7 Important things to keep in mind as a Parent
It is a very delicate balance to raise a family while keeping your life running smoothly. Here are seven tools that I have seen make life in the family front seem like a much more enjoyable ride.
- Discover your child’s inner strengths. For example, you can use them to build your child’s self-image; helping to provide the confidence he or she needs to face anything that seems difficult. Children will be more willing to hear, obey and comprehend how to correct bad behaviors if their dignity is intact.
- Scolding a child is less effective than using praise and rewards. Instead of focusing on weaknesses, find strategic ways to help your child in blooming to his or her complete potential. When encouraged and given positive reinforcement, children will automatically acquire talents to make up for any shortcomings.
- Avoid unhelpful emotional reactions, such as anger, disdain, and mockery. If your child has challenges with control, negativity will only make him or her feel worse. Use short and sublime suggestions to remind your child to focus, like “P.A.,” for “pay attention.”
- Don’t judge against siblings.
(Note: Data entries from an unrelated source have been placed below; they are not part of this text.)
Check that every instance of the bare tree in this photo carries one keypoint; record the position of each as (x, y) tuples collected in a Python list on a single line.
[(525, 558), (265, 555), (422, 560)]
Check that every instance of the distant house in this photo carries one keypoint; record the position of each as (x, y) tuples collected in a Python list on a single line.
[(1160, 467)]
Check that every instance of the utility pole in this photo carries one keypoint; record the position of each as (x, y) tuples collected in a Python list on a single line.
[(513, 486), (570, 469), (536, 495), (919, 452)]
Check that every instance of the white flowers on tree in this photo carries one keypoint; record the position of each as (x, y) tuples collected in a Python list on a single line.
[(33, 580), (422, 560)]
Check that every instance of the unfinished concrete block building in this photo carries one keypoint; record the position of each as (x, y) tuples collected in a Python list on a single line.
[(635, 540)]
When a child thinks his or her brother or sister is preferred, it may cause a competition that may scar the rest of their lives and create problems in your family. Make sure your children know that they are loved in the same way.
- Children require positive attention. If they do not get positive attention from family, they may choose to look for negative attention. This is because negative attention is still attention, and any attention is better than being ignored. Always remember to talk with your child. Love and care are the greatest healers.
- Check your child’s use of the Internet. The material that kids can search in cyberspace can be dangerous. Get a program that will let you see the web sites they visit and monitor their chats.
- Don’t give up on your child, ever! All of your child’s problems can be worked through with laughter, friendliness, and determination. With suitable parental support, even the most upsetting teens can become marvelous people.